Das Tempo der Globalisierung hat sich eingebremst. Zumindest was den Güterhandel betrifft. Die Globalisierung verschiebt sich laut dem Handelsexperten Rolf Langhammer vom Güter- zum Dienstleistungshandel, vom Kapitalverkehr zur Arbeitskräftewanderung. Die Widerstände gegen letztere seien sowohl in der Bevölkerung als auch in der Politik erheblich. Die Migration könne aber ohnehin eine Hinwendung zur Binnenwirtschaft erzwingen – mit langsameren Wachstum, aber durchaus positiven Folgen.

STANDARD: Die Globalisierung ist gewissermaßen eine Erfindung der USA. Jetzt scheint ihr ein Amerikaner entschlossen entgegenzutreten. Was können die Europäer tun?
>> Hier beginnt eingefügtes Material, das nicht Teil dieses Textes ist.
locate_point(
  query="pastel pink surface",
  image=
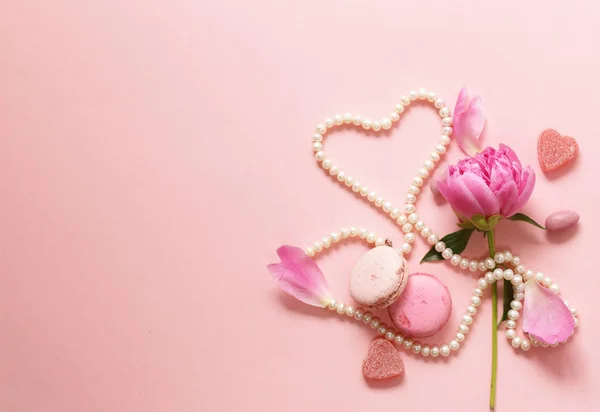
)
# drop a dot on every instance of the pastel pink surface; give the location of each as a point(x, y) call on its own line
point(378, 277)
point(423, 308)
point(155, 153)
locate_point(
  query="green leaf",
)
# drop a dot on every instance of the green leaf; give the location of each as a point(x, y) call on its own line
point(457, 241)
point(507, 297)
point(521, 217)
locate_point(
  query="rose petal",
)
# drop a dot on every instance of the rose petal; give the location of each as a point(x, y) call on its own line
point(299, 275)
point(545, 315)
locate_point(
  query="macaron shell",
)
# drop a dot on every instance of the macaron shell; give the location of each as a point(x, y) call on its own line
point(423, 308)
point(378, 277)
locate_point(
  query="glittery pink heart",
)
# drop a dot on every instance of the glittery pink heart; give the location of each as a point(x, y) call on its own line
point(383, 361)
point(555, 150)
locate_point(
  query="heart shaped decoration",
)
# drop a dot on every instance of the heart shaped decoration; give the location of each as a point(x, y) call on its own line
point(555, 150)
point(383, 361)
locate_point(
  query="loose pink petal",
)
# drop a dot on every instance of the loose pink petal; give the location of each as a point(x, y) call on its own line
point(468, 123)
point(545, 315)
point(299, 275)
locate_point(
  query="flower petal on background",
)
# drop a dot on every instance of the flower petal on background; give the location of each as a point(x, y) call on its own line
point(468, 123)
point(545, 315)
point(299, 275)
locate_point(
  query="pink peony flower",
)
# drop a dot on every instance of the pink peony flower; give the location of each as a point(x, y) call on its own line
point(493, 183)
point(468, 122)
point(299, 275)
point(545, 315)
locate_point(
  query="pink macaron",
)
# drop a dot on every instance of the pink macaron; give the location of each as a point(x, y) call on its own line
point(378, 277)
point(423, 308)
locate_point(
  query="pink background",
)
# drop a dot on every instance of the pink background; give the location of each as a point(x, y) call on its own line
point(154, 154)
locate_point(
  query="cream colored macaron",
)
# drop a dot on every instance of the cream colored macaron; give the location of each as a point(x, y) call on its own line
point(378, 277)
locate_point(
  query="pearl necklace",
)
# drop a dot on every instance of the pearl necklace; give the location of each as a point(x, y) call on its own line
point(409, 221)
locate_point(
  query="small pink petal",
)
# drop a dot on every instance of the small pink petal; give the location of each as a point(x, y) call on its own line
point(468, 123)
point(545, 315)
point(299, 275)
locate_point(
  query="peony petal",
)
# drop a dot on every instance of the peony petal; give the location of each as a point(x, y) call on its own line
point(468, 123)
point(299, 275)
point(545, 315)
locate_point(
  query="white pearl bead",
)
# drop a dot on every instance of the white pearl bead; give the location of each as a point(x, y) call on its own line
point(455, 260)
point(444, 350)
point(517, 280)
point(516, 342)
point(467, 320)
point(516, 305)
point(350, 310)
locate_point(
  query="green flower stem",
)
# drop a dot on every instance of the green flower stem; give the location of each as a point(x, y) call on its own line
point(492, 248)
Langhammer: Wir können nur abwarten, ob sich konkrete Maßnahmen gegen Europa richten. Solange das nicht der Fall ist, können wir versuchen, uns zusammenzuschließen und immer wieder darauf zu pochen, dass diese Maßnahmen nach einem Strohfeuer zu erheblichen Kosten gerade für die amerikanische Wirtschaft und die Verbraucher führen werden.
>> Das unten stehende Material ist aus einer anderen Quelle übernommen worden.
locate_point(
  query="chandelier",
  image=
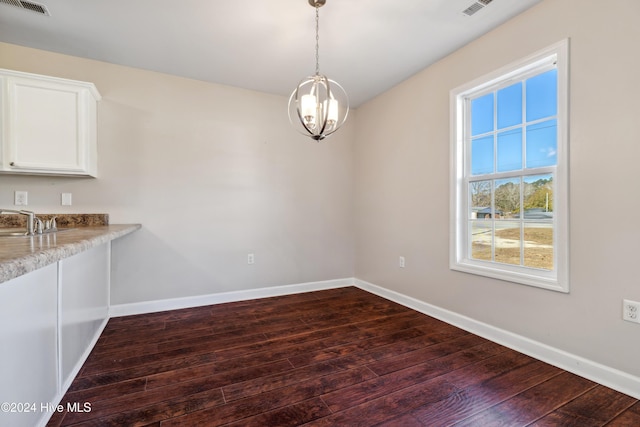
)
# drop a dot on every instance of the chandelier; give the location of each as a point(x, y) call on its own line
point(319, 104)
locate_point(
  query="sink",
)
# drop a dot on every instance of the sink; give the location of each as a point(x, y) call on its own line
point(12, 232)
point(21, 232)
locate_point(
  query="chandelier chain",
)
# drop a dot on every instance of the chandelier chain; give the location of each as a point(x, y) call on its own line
point(317, 39)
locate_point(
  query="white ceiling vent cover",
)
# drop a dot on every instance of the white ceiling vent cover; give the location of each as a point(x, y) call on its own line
point(478, 5)
point(28, 5)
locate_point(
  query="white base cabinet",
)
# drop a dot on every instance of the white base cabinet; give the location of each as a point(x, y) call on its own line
point(84, 306)
point(29, 349)
point(49, 125)
point(50, 319)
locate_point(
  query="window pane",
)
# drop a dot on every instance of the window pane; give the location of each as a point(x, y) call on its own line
point(507, 197)
point(510, 150)
point(542, 99)
point(481, 240)
point(480, 198)
point(542, 144)
point(507, 242)
point(482, 155)
point(538, 245)
point(538, 197)
point(510, 106)
point(482, 115)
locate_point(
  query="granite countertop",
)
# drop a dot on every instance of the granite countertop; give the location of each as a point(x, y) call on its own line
point(22, 254)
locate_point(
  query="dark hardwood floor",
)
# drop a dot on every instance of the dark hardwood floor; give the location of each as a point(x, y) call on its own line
point(340, 357)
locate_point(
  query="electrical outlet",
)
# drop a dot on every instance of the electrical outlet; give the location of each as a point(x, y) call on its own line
point(631, 311)
point(20, 198)
point(65, 199)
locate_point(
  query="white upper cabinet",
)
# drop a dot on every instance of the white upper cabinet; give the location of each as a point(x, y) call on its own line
point(48, 125)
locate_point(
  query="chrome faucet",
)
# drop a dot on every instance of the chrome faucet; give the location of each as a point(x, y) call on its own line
point(31, 219)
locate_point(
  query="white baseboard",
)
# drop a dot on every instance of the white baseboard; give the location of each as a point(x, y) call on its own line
point(605, 375)
point(201, 300)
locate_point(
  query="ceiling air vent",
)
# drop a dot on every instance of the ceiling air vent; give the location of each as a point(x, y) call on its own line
point(28, 5)
point(479, 4)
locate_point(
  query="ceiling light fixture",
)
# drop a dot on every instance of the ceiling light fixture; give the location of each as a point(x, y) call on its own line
point(318, 103)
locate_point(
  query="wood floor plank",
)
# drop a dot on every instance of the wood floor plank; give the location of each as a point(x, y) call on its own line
point(271, 400)
point(595, 407)
point(533, 403)
point(339, 357)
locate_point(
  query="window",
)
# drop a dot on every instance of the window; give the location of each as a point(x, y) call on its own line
point(509, 183)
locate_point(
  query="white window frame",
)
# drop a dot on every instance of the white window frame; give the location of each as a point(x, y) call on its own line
point(459, 259)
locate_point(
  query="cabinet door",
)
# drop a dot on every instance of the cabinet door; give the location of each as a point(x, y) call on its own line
point(50, 128)
point(29, 349)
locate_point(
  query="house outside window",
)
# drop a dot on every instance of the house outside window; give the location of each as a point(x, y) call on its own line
point(509, 177)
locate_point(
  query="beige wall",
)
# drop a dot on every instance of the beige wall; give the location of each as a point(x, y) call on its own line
point(402, 184)
point(212, 173)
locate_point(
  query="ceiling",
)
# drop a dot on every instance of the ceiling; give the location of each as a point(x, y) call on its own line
point(267, 45)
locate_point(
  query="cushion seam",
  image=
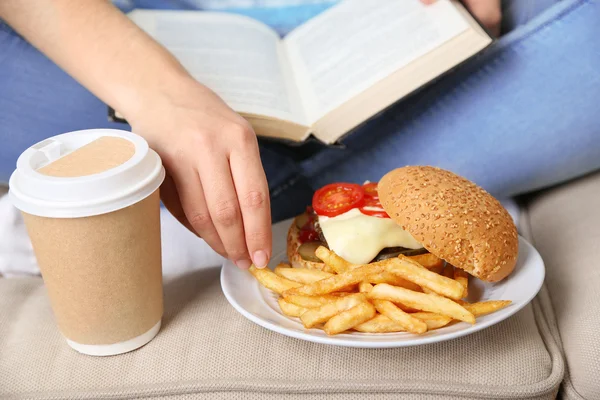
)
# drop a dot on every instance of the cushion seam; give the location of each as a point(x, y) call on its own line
point(567, 383)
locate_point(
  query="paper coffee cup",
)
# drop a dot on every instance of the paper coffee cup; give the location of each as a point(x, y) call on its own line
point(91, 206)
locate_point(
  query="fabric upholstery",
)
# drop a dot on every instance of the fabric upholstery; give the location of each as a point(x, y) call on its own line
point(565, 226)
point(206, 350)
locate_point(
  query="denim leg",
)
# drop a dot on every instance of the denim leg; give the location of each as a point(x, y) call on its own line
point(520, 117)
point(38, 100)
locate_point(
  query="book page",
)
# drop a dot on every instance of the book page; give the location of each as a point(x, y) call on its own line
point(238, 58)
point(357, 43)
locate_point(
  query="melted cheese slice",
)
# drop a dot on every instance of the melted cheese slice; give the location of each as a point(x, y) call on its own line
point(358, 238)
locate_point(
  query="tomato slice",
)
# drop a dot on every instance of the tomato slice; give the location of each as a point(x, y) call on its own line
point(380, 212)
point(337, 198)
point(371, 190)
point(371, 205)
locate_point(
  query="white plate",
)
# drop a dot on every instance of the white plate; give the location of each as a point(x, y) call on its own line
point(260, 306)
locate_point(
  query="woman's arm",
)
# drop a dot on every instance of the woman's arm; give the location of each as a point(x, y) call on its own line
point(216, 185)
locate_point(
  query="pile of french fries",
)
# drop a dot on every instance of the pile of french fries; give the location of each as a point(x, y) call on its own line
point(401, 294)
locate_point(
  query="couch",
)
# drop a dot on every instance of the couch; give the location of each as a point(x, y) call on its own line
point(206, 350)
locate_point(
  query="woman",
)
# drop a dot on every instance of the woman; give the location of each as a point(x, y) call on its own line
point(518, 118)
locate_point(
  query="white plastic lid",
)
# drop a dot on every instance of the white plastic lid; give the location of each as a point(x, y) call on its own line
point(134, 177)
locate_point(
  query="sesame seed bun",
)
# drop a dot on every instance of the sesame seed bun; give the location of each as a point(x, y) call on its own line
point(453, 218)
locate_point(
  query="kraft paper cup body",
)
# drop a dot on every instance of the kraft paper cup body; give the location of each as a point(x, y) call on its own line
point(90, 200)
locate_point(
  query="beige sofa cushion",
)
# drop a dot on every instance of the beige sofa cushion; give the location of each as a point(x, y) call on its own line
point(206, 350)
point(565, 225)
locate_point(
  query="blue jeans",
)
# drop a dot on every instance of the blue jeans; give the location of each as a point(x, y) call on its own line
point(521, 116)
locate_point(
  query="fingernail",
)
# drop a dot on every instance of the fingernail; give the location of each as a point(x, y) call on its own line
point(260, 259)
point(243, 264)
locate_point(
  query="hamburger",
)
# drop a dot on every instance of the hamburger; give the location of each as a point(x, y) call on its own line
point(412, 210)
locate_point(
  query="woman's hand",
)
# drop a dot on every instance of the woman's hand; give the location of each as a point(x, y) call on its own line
point(215, 184)
point(489, 12)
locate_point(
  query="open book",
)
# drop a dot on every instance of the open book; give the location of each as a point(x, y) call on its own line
point(330, 74)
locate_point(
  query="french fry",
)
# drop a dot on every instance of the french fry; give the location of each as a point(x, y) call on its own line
point(412, 271)
point(428, 260)
point(319, 315)
point(364, 287)
point(438, 270)
point(301, 275)
point(408, 323)
point(485, 307)
point(433, 321)
point(289, 309)
point(462, 277)
point(393, 279)
point(337, 282)
point(268, 279)
point(305, 301)
point(379, 324)
point(337, 263)
point(350, 318)
point(421, 301)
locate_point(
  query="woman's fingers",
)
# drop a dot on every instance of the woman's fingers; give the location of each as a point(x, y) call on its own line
point(222, 200)
point(253, 194)
point(193, 203)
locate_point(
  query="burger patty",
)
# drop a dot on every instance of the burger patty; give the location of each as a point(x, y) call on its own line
point(388, 252)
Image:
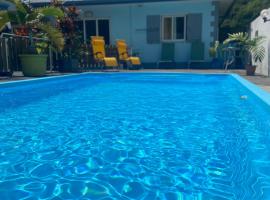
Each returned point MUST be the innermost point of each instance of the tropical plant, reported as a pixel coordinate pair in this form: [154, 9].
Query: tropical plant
[34, 22]
[213, 51]
[239, 16]
[67, 24]
[250, 48]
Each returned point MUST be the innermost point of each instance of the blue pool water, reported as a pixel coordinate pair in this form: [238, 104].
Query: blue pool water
[134, 136]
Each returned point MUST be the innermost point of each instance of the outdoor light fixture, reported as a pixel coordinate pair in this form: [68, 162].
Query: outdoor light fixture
[265, 14]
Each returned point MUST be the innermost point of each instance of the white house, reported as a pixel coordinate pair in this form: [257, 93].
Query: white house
[146, 24]
[261, 28]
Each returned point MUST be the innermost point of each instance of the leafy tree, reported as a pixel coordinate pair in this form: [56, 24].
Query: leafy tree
[240, 15]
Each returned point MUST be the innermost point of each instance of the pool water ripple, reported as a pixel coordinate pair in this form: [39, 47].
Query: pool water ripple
[134, 136]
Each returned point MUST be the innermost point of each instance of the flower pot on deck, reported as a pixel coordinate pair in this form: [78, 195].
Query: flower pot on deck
[250, 70]
[34, 65]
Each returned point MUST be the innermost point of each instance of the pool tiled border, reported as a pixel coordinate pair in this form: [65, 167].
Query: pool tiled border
[263, 95]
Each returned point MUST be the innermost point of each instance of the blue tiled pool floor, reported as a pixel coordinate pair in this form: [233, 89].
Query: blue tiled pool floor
[134, 136]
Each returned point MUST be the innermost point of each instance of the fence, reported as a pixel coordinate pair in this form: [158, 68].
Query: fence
[12, 46]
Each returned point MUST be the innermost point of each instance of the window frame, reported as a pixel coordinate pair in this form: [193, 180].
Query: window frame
[86, 40]
[173, 17]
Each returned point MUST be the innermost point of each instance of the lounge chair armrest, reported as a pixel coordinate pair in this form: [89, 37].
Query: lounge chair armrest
[124, 53]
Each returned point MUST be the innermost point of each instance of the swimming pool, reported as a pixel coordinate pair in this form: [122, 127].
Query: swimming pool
[135, 136]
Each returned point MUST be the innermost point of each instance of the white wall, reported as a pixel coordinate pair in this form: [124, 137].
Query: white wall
[129, 22]
[263, 29]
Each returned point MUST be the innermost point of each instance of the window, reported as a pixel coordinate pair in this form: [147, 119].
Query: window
[173, 28]
[95, 27]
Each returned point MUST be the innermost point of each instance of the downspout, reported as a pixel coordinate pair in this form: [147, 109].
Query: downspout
[130, 26]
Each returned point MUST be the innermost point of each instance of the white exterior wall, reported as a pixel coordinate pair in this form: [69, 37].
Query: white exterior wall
[263, 29]
[128, 21]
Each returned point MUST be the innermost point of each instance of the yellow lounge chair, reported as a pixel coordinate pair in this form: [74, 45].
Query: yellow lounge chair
[123, 54]
[98, 45]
STANDARD: Donald Trump kündigte recht flott die Transpazifische Partnerschaft TPP auf. Obama verhandelte das Abkommen an China vorbei mit elf Staaten. Könnte TPP jetzt ohne die USA realisiert werden?

Langhammer: TPP hat China explizit ausgeschlossen. Sicher mit dem Hintergedanken, dass China bei Erfolg nichts anderes übrigbleibt, als beizutreten. Trump will wohl mit den elf Staaten bilateral verhandeln. Da kann er seine überlegene Verhandlungsmacht ausspielen. Es ist sehr unwahrscheinlich, dass die elf TPP weiterführen. Die Schwerpunkte des Programms spiegelten eindeutig amerikanische Interessen wider. China steht mittlerweile mit alternativen Vorschlägen bereit. Die sogenannte Regional Comprehensive Economic Partnership RCEP bezieht auch Indien mit ein.
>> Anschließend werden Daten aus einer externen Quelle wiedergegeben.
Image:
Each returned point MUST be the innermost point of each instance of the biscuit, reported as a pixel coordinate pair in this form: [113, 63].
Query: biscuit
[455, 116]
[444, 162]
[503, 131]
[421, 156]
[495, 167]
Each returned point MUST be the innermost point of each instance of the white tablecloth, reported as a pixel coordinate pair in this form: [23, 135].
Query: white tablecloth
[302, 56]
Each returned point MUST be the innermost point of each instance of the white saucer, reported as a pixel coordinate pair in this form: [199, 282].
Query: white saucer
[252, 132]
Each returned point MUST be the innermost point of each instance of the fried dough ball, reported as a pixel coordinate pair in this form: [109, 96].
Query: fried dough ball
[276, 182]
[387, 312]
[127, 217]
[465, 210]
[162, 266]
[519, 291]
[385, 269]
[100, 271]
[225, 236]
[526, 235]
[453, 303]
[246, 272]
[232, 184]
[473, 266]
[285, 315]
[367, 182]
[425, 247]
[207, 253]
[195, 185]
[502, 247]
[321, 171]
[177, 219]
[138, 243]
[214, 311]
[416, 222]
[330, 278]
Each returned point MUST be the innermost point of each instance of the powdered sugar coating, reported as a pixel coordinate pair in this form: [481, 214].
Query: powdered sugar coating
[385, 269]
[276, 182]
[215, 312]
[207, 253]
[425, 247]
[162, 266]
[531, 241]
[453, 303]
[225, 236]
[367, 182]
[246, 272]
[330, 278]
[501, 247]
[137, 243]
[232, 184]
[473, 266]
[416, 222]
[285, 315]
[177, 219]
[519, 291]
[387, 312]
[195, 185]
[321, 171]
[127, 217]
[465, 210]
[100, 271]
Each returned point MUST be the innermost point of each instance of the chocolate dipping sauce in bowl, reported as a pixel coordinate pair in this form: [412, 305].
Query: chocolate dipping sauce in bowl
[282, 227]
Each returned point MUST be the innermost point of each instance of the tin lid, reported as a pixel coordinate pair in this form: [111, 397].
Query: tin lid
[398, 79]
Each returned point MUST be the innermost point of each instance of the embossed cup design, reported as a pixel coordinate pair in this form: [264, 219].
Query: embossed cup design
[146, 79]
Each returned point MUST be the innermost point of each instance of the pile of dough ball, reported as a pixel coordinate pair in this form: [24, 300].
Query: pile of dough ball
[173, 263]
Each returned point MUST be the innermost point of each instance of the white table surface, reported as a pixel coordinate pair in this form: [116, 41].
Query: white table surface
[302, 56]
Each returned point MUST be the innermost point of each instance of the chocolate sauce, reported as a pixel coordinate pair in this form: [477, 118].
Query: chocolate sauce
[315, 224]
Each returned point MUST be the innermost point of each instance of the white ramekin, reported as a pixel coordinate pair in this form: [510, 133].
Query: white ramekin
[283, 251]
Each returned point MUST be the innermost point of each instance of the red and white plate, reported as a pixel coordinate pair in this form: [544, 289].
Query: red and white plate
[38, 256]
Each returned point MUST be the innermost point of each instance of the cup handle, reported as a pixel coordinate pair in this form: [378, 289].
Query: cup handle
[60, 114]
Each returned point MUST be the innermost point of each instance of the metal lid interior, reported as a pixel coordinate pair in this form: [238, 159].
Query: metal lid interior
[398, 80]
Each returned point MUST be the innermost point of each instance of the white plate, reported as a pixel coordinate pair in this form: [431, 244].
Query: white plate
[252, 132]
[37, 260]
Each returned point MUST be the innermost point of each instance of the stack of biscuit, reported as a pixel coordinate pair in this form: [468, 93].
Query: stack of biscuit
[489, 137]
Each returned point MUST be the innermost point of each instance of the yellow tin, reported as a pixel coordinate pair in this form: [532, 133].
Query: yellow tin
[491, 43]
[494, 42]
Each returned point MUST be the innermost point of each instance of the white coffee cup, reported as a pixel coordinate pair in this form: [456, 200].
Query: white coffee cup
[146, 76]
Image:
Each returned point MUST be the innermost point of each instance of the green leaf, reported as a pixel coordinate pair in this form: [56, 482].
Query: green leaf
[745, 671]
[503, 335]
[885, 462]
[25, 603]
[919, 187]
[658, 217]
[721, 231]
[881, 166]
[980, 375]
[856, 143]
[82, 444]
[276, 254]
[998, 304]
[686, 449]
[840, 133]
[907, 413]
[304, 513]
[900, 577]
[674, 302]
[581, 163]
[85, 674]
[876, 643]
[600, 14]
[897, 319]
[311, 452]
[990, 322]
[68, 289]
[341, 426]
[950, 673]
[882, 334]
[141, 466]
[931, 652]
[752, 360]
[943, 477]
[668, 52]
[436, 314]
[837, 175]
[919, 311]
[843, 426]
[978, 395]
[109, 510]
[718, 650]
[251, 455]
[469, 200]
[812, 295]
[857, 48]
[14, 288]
STANDARD: Robert Lighthizer, Chef-Unterhändler für die USA arbeitete schon unter Ronald Reagan im Handelsministerium. Was ist von ihm zu erwarten?

Langhammer: Er teilt zusammen mit seinem Berater Peter Navarro und Wirtschaftsminister Wilbur Ross die Sicht Trumps, dass Länder, die hohe Handelsbilanzüberschüsse mit den USA fahren, diese nur aufgrund von unfairer Wirtschaftspolitik erreicht haben. Ökonomen halten das für Unsinn, ich auch. Der große Überschuss mancher Länder im Handel mit den USA ist teilweise auch der Funktion der USA als Verantwortliche für eine Leitwährung geschuldet. Deswegen hat die Welt sehr viel mehr Dollar gehalten und das Geld sozusagen den Amerikanern zur Verfügung gestellt.

STANDARD: Trump und seine Berater gehen von einem Schaden aus.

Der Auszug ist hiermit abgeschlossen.